AITA my dad gets mad at me when I ask him to go in his room, it’s a 1 bedroom house and I sleep in the lounge.

Okay so basically, almost every night from 6 to 10 depending on the day I ask my dad to go in his room as I sleep in the lounge. He always gets mad about it and I tell him I just want some privacy as are house is tiny. It consists of a lounge, bedroom right next to it, and other normal house rooms. If I ask him to go in his room he will almost always reply with no. I will admit I do get quite mad at him there witch is why I feel like I may be the asshole. he will reply why don’t you want to spend time with me. And tries to guilt trip me. It’s just us in the house so I think he gets lonely. But I do spend time with him it’s impossible not to, I won’t tell my exact age but I’m a teenager. All I want is some privacy and he don’t want to get a new house. AITA?

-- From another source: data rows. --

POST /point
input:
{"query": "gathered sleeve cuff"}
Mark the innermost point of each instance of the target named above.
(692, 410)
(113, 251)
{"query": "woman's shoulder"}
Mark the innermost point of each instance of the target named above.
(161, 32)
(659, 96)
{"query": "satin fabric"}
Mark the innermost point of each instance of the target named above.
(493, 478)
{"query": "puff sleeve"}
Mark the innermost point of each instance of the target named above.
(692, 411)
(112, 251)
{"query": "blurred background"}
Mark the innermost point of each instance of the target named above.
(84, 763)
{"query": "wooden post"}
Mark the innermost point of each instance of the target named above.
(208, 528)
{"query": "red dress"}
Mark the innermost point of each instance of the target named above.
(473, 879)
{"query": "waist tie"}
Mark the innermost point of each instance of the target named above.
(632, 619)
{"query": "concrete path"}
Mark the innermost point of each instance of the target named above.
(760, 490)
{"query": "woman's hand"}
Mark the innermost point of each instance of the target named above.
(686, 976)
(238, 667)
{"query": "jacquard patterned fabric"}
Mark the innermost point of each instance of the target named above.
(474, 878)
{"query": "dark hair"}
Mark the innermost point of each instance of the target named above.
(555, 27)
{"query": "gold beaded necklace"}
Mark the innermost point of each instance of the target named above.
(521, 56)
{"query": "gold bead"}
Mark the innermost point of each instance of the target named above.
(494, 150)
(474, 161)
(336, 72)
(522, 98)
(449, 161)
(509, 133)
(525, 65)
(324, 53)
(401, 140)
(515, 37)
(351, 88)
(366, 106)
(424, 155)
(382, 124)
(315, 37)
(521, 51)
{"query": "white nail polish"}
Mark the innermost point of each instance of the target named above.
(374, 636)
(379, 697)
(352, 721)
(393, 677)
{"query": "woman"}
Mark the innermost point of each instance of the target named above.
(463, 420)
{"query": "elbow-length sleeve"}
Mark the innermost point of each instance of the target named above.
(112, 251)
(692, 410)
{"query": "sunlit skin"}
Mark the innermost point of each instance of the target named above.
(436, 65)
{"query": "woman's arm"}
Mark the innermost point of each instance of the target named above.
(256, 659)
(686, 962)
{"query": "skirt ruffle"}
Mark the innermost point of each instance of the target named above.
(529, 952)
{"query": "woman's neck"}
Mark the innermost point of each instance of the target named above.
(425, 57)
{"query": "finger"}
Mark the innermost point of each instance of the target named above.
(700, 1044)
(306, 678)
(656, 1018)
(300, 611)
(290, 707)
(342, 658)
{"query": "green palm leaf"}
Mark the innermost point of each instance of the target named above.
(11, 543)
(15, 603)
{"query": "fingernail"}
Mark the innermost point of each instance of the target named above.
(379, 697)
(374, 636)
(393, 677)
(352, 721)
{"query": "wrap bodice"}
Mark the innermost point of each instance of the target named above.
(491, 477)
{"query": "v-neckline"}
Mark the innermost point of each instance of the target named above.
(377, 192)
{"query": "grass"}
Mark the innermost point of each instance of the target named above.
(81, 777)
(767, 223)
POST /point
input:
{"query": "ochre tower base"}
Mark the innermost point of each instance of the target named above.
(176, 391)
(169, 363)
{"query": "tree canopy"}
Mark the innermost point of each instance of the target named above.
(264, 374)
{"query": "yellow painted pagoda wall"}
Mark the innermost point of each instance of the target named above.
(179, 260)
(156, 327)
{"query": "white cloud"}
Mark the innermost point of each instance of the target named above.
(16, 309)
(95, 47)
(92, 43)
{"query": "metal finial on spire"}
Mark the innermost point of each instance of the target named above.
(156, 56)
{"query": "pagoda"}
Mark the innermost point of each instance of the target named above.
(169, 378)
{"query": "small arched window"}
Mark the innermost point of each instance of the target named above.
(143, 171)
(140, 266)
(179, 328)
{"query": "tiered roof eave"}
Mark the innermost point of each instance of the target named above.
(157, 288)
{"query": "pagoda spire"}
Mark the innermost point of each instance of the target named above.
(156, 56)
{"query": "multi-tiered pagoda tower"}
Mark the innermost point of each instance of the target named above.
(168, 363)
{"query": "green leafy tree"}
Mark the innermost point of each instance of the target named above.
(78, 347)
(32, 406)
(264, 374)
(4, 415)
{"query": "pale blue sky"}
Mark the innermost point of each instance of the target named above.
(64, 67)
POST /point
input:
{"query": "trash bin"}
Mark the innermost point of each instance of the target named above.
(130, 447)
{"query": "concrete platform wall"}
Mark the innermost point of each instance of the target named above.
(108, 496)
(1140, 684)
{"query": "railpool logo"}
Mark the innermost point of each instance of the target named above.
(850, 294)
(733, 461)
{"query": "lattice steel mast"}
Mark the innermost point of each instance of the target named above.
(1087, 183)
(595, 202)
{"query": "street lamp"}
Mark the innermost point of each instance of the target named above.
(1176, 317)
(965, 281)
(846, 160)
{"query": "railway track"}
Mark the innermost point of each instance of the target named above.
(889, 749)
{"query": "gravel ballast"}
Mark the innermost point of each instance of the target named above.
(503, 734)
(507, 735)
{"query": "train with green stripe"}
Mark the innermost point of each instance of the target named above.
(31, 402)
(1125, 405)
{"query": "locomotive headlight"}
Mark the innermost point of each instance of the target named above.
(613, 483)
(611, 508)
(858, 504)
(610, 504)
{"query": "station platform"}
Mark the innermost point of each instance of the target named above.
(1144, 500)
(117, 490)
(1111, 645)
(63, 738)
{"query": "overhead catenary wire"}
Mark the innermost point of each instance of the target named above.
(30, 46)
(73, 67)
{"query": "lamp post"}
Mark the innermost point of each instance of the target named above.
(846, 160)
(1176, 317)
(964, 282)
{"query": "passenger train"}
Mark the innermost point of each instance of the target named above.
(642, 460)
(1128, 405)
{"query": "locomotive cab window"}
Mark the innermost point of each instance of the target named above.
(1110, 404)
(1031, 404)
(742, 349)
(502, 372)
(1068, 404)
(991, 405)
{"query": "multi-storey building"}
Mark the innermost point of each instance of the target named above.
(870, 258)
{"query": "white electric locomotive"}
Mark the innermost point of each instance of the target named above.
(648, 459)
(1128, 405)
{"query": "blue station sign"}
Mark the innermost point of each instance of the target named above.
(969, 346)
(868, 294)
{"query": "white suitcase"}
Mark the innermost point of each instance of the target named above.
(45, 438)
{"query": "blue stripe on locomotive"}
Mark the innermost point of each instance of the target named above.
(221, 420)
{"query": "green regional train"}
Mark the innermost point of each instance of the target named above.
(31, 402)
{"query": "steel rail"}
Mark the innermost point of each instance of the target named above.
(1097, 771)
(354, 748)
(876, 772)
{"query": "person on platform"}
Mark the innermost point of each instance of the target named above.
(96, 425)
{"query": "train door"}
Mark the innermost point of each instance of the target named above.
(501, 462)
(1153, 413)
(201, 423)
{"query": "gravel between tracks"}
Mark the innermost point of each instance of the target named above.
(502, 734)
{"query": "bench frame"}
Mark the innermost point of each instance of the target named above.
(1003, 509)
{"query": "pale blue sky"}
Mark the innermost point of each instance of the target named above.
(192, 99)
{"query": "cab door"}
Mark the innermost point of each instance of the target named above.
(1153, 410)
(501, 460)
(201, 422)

14 thoughts on “AITA my dad gets mad at me when I ask him to go in his room, it’s a 1 bedroom house and I sleep in the lounge.”
  1. This is tough, you’re a kid and want privacy like we all did at that age. Asking your dad to “go to his room” though is probably not the best way to go about this, you can’t just demand it from him and he has feelings too, and should understand when you’re tired and want to go to sleep. Go about healthy communication, explain to him that you’re just tired and ready for bed, not that you don’t want him around you. It’s their first time living, being parents, and having feelings as well and sometimes it just takes communication to be on the same page about things. It is very unfortunate you don’t have a bedroom though, because then you could just go to your room ya know.

  2. As a parent, I’d rather put my kid in the bedroom.

    Otherwise there has to be a regular time when I would need to exit the main living areas so my kid can have some privacy, quiet, and time to wind down/sleep. It could be a good idea to get some curtains/sheets/partitions to make a specific area of the lounge yours and allow yourself to close it up (having privacy). You might also need earplugs or noise canceling headphones so you can have quiet while he’s still out there.

    1. Yeah that was my first thought. I get that it’s probably all their dad can afford but the kid should be in the bedroom. Kids need privacy and a personal space so they can decompress and have alone time to emotionally and mentally regulate.

  3. I don’t understand why dad has the bedroom & you don’t, If this were me, my teenager would have their own room for privacy & I would sleep in the lounge. Whatever the lounge is.

    1. Lounge is basically another term for living room (UK/Australia seem to use it) so OP is probably in one of the Commonwealth countries.

  4. NTA. If there’s one adult and one teenager but only one bedroom, the kid gets the bedroom. Your dad is being selfish for both taking the room and for not allowing you privacy. I’m sorry that you have to deal with this, hope it gets better at some point.

  5. As a kid you don’t get to send your parent to their room lol. But you’re not the asshole for wanting some privacy. You’re gonna have to just have a conversation with him and come to a compromise. If he’s not the compromising type, then start saving your money to move out, you’re almost 18.

  6. Swapping living quarters is the only reasonable solution. When living in cramped quarters, compromise is necessary. From here, it sounds like you don’t have much privacy or personal space. Without that space, it’s understandable that you’re frustrated because there’s ALWAYS someone in your space and it feels like you cannot just decompress. Honestly, if he doesn’t want to go to his room then he should consider swapping, or reconsidering space usage.

  7. You aren’t the asshole. I seriously hope anyone who says you are doesn’t have kids.

    This wouldn’t be an issue for any decent parent because bedroom always goes to the kid. Just safety wise a child should not be living in the main area of a house instead of an adult. Has he always had the bedroom and you the living room???

    You either have to ask your dad if he’s willing to live in the living room and give you the bedroom since he doesn’t want to give you any ability to have alone time, or suck it up until you’re 18 and move out asap. Do you have a job? I’d start saving.

  8. I dont think so but more info needed?

    Is the lounge your bedroom or still the lounge and you just sleep there?

    Is he running about at like midnight or is this at 6pm?

    Do you live there full time or is it single parents and you visit situation?